Je crois que c’est trop de zèle. L’un des hommes qui s’est certainement le plus préoccupé de la beauté, de la gloire et du perfectionnement de notre langue, le savant imprimeur Henri Estienne qui publia, en 1579, son traité De la précellence du langage françois, raconte quelque part qu’il y avait dans l’établissement typographique de Robert Estienne, son père, dix correcteurs qu’on avait fait venir à grands frais des pays les plus lointains et qui ne pouvaient se comprendre les uns les autres qu’au moyen du latin. Je doute fort qu’il y eût parmi eux un correcteur pour le français, et c’est heureux.
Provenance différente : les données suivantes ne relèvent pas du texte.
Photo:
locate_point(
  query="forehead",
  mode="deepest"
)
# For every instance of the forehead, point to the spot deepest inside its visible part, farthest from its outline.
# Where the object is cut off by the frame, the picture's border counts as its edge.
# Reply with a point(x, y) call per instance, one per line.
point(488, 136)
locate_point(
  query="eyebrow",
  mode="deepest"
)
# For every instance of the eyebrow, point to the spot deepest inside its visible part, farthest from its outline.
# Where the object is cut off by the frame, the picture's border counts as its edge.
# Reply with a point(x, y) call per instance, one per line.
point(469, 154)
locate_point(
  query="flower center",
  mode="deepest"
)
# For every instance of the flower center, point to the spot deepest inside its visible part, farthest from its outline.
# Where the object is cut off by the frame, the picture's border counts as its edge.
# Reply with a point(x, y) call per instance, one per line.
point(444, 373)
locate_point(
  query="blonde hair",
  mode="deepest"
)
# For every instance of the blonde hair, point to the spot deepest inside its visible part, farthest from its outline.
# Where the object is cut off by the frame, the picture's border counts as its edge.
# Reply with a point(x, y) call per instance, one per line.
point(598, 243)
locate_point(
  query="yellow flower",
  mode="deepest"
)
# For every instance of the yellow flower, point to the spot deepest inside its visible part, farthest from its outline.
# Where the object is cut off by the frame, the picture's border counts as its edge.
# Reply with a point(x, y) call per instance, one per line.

Si les Estiennes et tous leurs confrères eussent eu des correcteurs, armés comme on l’est à présent d’un code du style et de l’orthographe, et spécialement chargés de les pétrifier dans tous les livres passant par leurs mains, nous devrions écrire et parler, en 1861, [à] peu près comme on le faisait à la fin du règne de Louis XIV. Quelques admirateurs passionnés du grand siècle, comme M. de Sacy8 et M. Cousin9, s’en applaudiraient sans doute, mais notre langue serait devenue un instrument insuffisant pour nos idées, en retard sur elles et livrée, par suite, à l’envahissement des formes étrangères.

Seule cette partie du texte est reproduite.